I love
「愛してる」なんて簡単に口にするものではないと悟った。
その言葉の重さに耐えられなくなってしまう。
それが本当に愛なのかすら曖昧なまま、私たちは愛を語る。
貴方の笑顔は勿論、拗ねた顔や美味しそうにご飯を食べる姿、何かに夢中になっている姿、一緒に歩く帰り道、私を見つけた時の嬉しそうな顔、私を求めている時の顔、私を呼ぶ時の表情、友人と楽しそうに話している姿、通話越しに聞く眠そうな声、落ち着く笑い声、眠そうに目をこすっている姿、全部全部、愛おしかった。
私の世界は貴方が全てで、貴方基準でまわっていた。
私がいないと生きていけないとか結婚しようねとか、一緒に住もうねとか、好きすぎて苦しいとか、確約のない言葉が嬉しくて苦しくて。
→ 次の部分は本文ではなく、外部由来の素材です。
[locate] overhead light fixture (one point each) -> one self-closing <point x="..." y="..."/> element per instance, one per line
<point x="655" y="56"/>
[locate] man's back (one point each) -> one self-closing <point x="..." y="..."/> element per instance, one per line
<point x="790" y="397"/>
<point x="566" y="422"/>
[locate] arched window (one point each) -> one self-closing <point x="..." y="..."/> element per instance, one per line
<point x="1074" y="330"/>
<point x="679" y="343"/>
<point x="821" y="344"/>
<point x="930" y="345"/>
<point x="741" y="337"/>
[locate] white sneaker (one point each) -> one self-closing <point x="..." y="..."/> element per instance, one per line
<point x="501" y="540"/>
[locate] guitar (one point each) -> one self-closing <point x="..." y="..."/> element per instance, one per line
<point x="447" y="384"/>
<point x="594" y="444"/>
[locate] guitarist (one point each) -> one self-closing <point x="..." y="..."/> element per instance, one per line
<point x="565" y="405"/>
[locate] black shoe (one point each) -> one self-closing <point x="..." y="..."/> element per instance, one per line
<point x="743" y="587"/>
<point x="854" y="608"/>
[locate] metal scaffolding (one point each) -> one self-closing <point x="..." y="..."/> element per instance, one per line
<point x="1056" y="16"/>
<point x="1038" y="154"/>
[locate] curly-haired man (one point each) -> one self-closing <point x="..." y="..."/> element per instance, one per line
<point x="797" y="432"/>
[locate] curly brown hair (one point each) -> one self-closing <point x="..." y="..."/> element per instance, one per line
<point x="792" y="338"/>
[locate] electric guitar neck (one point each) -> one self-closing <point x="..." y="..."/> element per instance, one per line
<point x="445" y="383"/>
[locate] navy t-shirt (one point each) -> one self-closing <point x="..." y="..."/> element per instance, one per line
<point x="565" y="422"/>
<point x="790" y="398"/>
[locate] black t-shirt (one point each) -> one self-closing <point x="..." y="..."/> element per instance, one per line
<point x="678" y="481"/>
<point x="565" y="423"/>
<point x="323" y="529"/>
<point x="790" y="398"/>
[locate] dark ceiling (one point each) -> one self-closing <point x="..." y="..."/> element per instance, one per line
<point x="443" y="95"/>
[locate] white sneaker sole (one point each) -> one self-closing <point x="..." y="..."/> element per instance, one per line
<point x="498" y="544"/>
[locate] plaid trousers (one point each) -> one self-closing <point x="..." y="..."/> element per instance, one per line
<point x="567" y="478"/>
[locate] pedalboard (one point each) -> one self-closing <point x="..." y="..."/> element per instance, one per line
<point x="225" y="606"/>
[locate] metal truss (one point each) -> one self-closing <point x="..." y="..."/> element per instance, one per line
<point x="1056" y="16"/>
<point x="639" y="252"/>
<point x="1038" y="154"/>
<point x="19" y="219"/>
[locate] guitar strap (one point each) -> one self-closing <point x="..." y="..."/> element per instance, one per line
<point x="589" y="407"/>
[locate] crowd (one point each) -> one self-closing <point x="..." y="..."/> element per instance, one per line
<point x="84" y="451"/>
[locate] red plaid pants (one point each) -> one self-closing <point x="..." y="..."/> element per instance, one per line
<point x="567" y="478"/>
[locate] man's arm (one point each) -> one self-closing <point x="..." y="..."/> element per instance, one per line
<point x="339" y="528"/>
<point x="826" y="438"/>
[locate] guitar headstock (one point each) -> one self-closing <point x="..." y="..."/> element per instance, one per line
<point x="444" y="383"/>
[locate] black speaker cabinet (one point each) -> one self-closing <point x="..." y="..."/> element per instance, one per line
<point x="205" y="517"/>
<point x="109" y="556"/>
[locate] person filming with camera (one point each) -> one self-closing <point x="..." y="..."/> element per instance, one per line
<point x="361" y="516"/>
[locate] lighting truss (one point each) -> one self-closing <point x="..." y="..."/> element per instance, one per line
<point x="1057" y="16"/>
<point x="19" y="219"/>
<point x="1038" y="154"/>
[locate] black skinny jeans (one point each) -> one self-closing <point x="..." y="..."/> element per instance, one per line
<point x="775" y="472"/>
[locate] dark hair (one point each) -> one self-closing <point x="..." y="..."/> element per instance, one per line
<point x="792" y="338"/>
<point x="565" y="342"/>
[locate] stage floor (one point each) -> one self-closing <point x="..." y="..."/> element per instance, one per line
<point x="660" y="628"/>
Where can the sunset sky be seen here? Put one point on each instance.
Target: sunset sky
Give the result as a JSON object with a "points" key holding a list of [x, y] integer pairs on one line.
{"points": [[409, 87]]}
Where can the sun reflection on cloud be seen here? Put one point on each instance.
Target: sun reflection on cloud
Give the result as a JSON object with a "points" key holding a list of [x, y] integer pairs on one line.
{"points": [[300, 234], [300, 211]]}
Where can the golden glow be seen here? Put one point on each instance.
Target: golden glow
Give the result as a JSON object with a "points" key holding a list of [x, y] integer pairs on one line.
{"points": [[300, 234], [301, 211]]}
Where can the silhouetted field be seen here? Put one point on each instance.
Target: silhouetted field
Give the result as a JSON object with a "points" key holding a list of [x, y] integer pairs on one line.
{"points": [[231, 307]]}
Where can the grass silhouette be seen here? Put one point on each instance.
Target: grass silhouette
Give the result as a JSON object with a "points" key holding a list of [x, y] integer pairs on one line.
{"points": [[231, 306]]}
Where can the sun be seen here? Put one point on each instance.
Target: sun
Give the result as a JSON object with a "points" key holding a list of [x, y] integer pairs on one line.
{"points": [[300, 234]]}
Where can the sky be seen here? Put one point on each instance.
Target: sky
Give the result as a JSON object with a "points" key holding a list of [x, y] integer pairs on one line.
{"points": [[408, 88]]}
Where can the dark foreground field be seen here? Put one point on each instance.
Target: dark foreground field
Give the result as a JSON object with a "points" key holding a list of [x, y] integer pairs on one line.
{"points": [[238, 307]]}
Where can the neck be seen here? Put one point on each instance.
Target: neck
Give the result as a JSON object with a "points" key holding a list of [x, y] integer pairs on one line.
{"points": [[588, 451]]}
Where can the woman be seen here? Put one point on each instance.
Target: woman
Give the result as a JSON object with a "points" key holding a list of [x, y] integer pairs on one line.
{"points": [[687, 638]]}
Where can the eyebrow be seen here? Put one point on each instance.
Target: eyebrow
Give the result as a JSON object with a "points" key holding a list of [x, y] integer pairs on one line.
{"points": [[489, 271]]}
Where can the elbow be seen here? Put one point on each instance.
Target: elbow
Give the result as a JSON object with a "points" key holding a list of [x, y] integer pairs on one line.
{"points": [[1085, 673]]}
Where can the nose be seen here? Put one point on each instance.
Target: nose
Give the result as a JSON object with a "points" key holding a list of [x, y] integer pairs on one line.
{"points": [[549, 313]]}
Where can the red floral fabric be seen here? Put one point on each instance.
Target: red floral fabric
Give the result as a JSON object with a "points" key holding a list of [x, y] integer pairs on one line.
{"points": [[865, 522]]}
信じてたわけではないけど、その言葉で私の心は満たされていた。
「好きかどうか分からなくなった、慣れすぎちゃった。」
いつか別れの日が来ることは知っていた。
この世に永遠がないことも分かっていた。
だから、期待しなかったのに。
無意識のうちに期待していたのかもしれない。
貴方と一生を遂げると。
またいつか、あの時みたいに私を好いてはくれないのかな。
私はいつまでもあなたを待っている。
人は後悔してから大切なものに気づくと言うけれど、私もそうだったらいいな。
やっぱり貴方をもう少しだけ、愛していたい。